Saturday, August 1, 2009: 1:00 PM-5:00 PM
Jemez, Albuquerque Convention Center
Randall T. Ryti
James T. Markwiese
Arid and semiarid environments are important, comprising more than one third of the earth’s land surface. Most of the Western and Southwestern United States is arid and drought conditions are becoming more prevalent here and globally. This course will cover the assessment of ecological risk over multiple scales of biological organization for plants and animals in arid and semiarid environments. Such assessments are required to support cleanup decisions for sites contaminated with hazardous or radioactive wastes.
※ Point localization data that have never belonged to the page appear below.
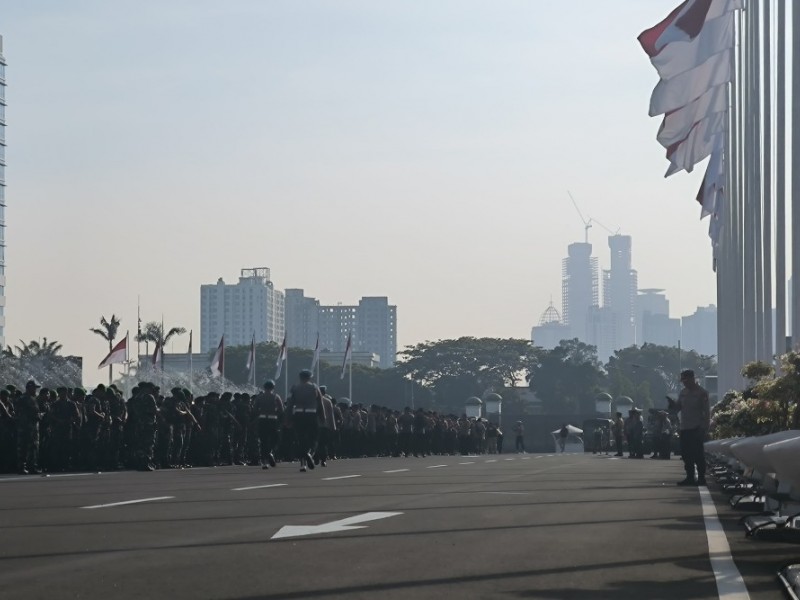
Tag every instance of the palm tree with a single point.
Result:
(109, 333)
(154, 332)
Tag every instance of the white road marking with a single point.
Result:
(129, 502)
(258, 487)
(730, 584)
(332, 527)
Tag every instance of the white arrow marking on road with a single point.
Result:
(129, 502)
(258, 487)
(332, 527)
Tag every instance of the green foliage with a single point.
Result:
(454, 370)
(564, 377)
(649, 372)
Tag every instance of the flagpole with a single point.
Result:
(780, 184)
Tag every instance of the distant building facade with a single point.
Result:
(579, 289)
(250, 307)
(2, 197)
(700, 331)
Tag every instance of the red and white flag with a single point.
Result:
(282, 353)
(118, 354)
(158, 357)
(315, 360)
(218, 361)
(348, 354)
(685, 23)
(677, 124)
(251, 356)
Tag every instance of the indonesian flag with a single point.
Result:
(315, 360)
(348, 354)
(675, 93)
(698, 144)
(158, 357)
(251, 356)
(678, 124)
(685, 23)
(218, 361)
(118, 354)
(282, 353)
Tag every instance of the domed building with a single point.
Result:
(550, 330)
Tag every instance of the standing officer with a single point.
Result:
(305, 401)
(28, 417)
(269, 411)
(695, 420)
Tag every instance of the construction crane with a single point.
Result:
(587, 223)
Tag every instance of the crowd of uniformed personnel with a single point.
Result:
(69, 429)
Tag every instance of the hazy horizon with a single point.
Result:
(419, 151)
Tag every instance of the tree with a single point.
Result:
(649, 372)
(109, 333)
(566, 376)
(154, 332)
(453, 370)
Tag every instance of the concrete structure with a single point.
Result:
(301, 319)
(550, 330)
(2, 197)
(368, 359)
(252, 306)
(652, 301)
(579, 288)
(376, 329)
(700, 331)
(620, 285)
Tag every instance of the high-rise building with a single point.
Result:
(620, 284)
(699, 331)
(251, 306)
(550, 330)
(579, 289)
(302, 320)
(376, 329)
(2, 197)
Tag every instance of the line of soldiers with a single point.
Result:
(72, 429)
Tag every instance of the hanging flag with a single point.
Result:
(348, 354)
(315, 360)
(118, 354)
(251, 356)
(158, 357)
(685, 23)
(282, 353)
(717, 35)
(677, 124)
(675, 93)
(218, 361)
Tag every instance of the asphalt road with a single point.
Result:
(513, 526)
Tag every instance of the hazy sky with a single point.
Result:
(420, 150)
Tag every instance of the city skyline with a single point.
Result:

The evaluation of ecological effects in these environments needs to be technically defensible – a challenging proposal if standard risk assessment approaches are used. For example, most terrestrial toxicity bioassays are primarily applicable to mesic sites. This half-day workshop provides an overview of the tools and challenges for performing ecological assessments in arid and semiarid ecosystems. To bring a full understanding of ecological effects characterization to the attendees, this course attempts to achieve several major goals: namely, illustrate conceptual site models and problem formulation development through biotic transport in the desert and bioaccumulation in arid-adapted species; describe how contamination effects in semiarid soils can be interpreted using standard toxicity tests and using site-specific biota; consider special needs and management of aquatic resources in arid environments; and document the strengths and limitations of using arid ecosystem ecological risk assessments to support informed environmental decision making in Southwestern and Western states. This course is specifically designed to present ways for new practitioners to succeed in developing scientifically defensible ecological risk assessments.